One of the girls who’d gathered around my desk asked to see what was inside.
I wanted to take it to a private place but I was caught in the hub of their curiosity.
Karin sitting two desks away, had removed herself from the speculation.

Quickly, before Gibby arrived, I ripped off the paper and lifted the lid.
Another box was inside it, wrapped in a different layer of gilt paper.
Then another box, like nesting Russian dolls they emerged from one another, each one neatly wrapped.
The girls no longer believed it was a large basket from Bodyshop.
Perhaps it was a pendant, earrings, maybe, they giggled, an engagement ring from my anonymous admirer.
Alan O’Neill had joined the group.
He seemed as curious as the others and my nervousness grew.
I willed Gibby to arrive and scatter us.
She was always punctual but the classroom door remained closed.
The girls cheered each time another box was revealed.
The last layer of paper was off, the tiny red box opened.
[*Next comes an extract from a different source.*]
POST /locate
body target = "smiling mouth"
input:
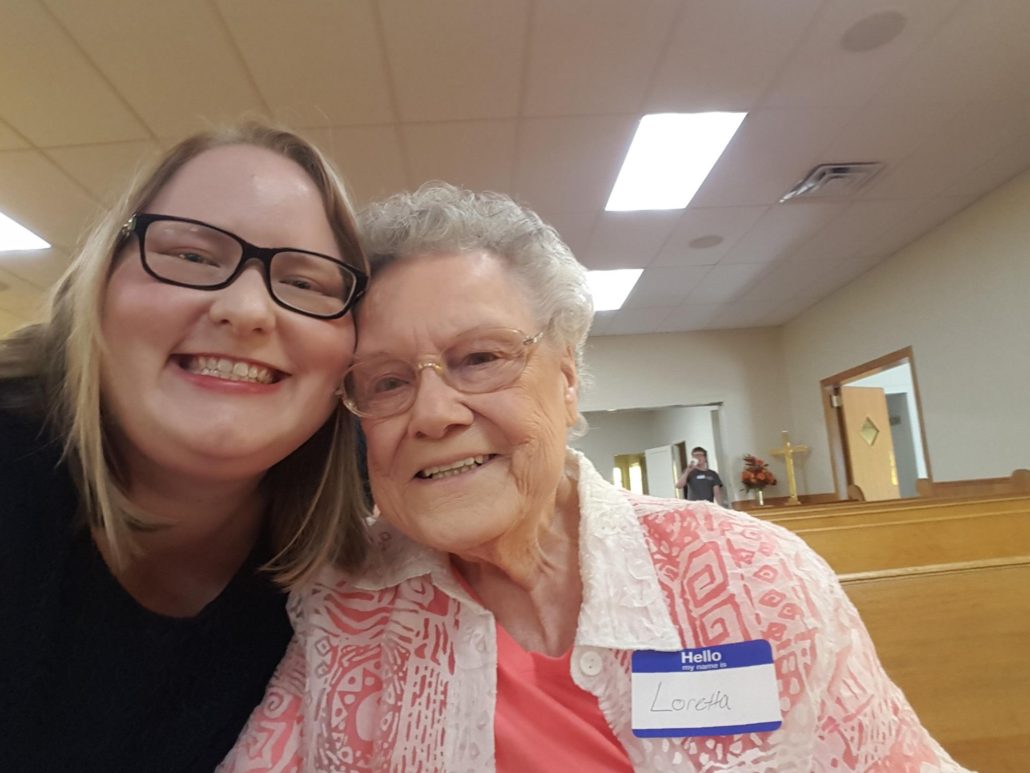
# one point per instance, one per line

The blade glistened, silver sharp.
A girl snorted with laughter, the sound magnified by the silence of those who stared from the blade to me, a slow realisation dawning.
I dropped the box.
The blade clinked when it hit the floor.
Karin’s head was bent, her face hidden.
Her nails made a low sawing sound as she slid them along the desk.
How could she have known?
Long sleeves hid the plasters on my wrists, long socks covered my ankles.

This time I would not run from the classroom.
I picked up the blade, placed it back in the red box and left it on my desk.
I gathered up the wrapping papers, the discarded boxes, and pushed them into the litter basket.
Gibby arrived, rushing late, accompanied by Vonnie Williams.
I didn’t need to read Vonnie’s elated expression to understand why our history teacher had been delayed.
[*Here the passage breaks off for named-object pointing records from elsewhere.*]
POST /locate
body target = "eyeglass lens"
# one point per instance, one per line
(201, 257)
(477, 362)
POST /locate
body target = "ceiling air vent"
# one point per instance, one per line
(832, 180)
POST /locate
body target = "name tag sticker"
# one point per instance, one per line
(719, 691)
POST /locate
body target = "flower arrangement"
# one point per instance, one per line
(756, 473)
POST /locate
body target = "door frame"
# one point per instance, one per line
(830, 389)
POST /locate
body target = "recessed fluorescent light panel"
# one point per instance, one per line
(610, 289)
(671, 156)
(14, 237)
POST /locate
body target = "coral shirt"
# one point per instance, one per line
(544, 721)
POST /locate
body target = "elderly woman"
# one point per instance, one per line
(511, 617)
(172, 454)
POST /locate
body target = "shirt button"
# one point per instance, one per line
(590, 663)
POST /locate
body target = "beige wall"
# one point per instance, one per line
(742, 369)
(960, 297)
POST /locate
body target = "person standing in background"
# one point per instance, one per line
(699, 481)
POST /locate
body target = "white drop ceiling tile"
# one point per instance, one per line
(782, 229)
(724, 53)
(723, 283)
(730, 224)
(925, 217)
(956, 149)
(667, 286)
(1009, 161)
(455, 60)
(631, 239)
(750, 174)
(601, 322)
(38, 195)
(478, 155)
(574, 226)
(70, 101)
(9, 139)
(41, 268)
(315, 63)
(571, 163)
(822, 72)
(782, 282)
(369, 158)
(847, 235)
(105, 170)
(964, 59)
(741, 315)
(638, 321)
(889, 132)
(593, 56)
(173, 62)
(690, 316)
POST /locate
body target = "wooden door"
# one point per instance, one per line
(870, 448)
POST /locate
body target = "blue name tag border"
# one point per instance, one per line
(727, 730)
I left the school immediately after the last class ended and ran home through Gracehills Park.
Jenny called to my house a short while later.
I told my mother to send her away.
Neither of them paid any attention to my frantic command.
My door was locked but Jenny banged on it until I allowed her in.

‘You’re the only one who knew.’
My pillow was damp with tears.
‘I trusted you.’

‘You know I wouldn’t share spit with that bitch.’
She forced me to sit up and face her.
‘There’s only one way you can deal with this.’
She rolled up the sleeve of my blouse.
Her breath hissed when she saw the most recent cuts.
‘As long as you keep doing this she’ll dominate you.
Have you the courage to stop?
I believe you have.
Prove me right.’

Like the drawing on the blackboard, no one was held responsible but Karin’s name was whispered along the class grapevine.
Students began to ignore her.
Vonnie Williams, aware that she might be isolated in the chilliness surrounding Karin, ended their friendship.
I felt no pleasure as I watched Karin’s growing isolation.
I too was isolated, not by silence or by being ignored, but by the skinning of my most intimate secret.
The victim and the bully, bound together by the one crime.